We present the following article in accordance with the Preferred Reporting Items for Systematic Reviews and Meta-Analyses (PRISMA) reporting checklist (available at https://dx.doi.org/10.21037/tcr-21-1239), and our protocol was registered with the International Platform of Registered Systematic Review and Meta-Analysis Protocols (INPLASY; registration no. INPLASY202150107).

Methods

Literature retrieval strategy

This meta-analysis was reported and screened according to the PRISMA Guidelines (7). We conducted a comprehensive electronic literature search on the PubMed, Embase, Web of Science, CNKI, and Wanfang Data databases from inception to October 2021. The following search terms from the Medical Subject Headings (MeSH) vocabulary were used: “Breast Neoplasms”, “Methylene Blue”, and “Sentinel Lymph Node Biopsy”. The Chinese databases were searched with the equivalent Chinese keywords to those from the English databases. In addition, the reference lists of previous reviews were also reviewed for plausible articles. Letters, editorials, case reports, and reviews were excluded from the study. We did not attempt to obtain any unpublished research. Any disagreements were resolved through discussion.

Eligibility criteria

Inclusion criteria

The inclusion criteria for literature were the following: all patients examined were diagnosed with early-stage breast cancer by cytology or histopathology; at least 1 group in the study underwent MB alone, MB + ICG, or MB + Tc99m as a mapping method for SLNB; some or all of the IR, SEN, AR, and FNR indicators could be extracted or calculated from the study; the study was a cohort study or case–control study; and the study publication language was English or Chinese.

Exclusion criteria

Studies that included clinical node-positive patients (cN+), distant metastasis, or surgical contraindications for SLNB were excluded. Patients who received neoadjuvant chemotherapy or radiotherapy before SLNB were also excluded. Studies that used other blue dyes, such as patent blue or isosulfan blue, were excluded. In terms of outcomes, studies that lacked available data were excluded. Studies that consisted of letters, editorials, case reports, or reviews were excluded. For studies with overlapping patients or repeated reports, only studies with the largest number of patients were included.

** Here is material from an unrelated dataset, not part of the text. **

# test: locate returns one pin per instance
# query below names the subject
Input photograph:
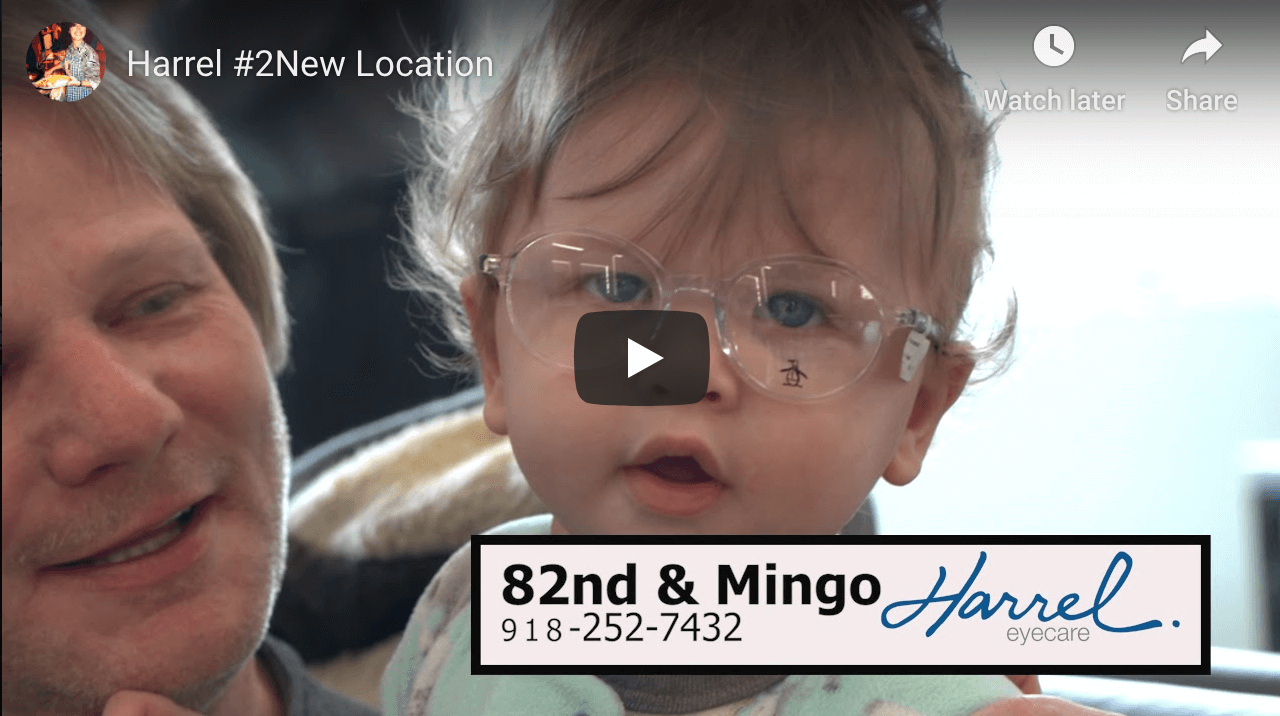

The retrieval strategy is shown in Figure 1.

Figure 1 The flowchart of study selection for this meta-analysis.

Selection process and data collection process

The data were extracted by 2 independent reviewers (HJL and MSS) and verified for accuracy by 2 other reviewers. Any disagreements were resolved through discussion. Summaries of study characteristics included the first author, publication year, study origin, the age of the patients, the tumor stage, the mapping method for SLNB, and the number of patients enrolled.

Risk of bias assessment

The risk of bias in the studies was assessed with Quality Assessment of Diagnostic Accuracy Studies 2 (QUADAS-2), a standardized tool for evaluating the quality of diagnostic accuracy studies (8). QUADAS-2 contains 4 domains for assessing the risk of bias: patient selection, index test, reference standard, and flow and timing. Signaling questions (yes/no/unclear) are used to assess the risk of bias in each domain. If the answers to all signaling questions in a domain are yes, then the risk of bias can be judged as low. If any signaling question is answered no, then the potential for bias exists. Review authors must then use the guidelines developed in phase 2 to judge the risk of bias. The “unclear” answer is used when insufficient data are reported to allow a judgment. The first 3 domains, patient selection, index test, and reference standard, are further assessed in terms of the applicability of the study to the research question. All studies in this meta-analysis were independently analyzed by 2 independent reviewers (HJL and MSS). The questions adopted in our review are listed in Table S1 and the outcome in our review are listed in Table S2.

Statistical analysis

In this study, IR was defined as the number of patients for whom SLNs were successfully identified divided by the total number of patients who underwent SLNB. AR was defined as the proportion of people whose ALN status were correctly predicted by SLNB. The results of each successfully identified SLN were further classified as true positive (TP), true negative (TN), or false negative (FN). We then evaluated 2 diagnostic parameters: FNR [FN/(FN + TP)] and sensitivity [TP/(TP + FN)].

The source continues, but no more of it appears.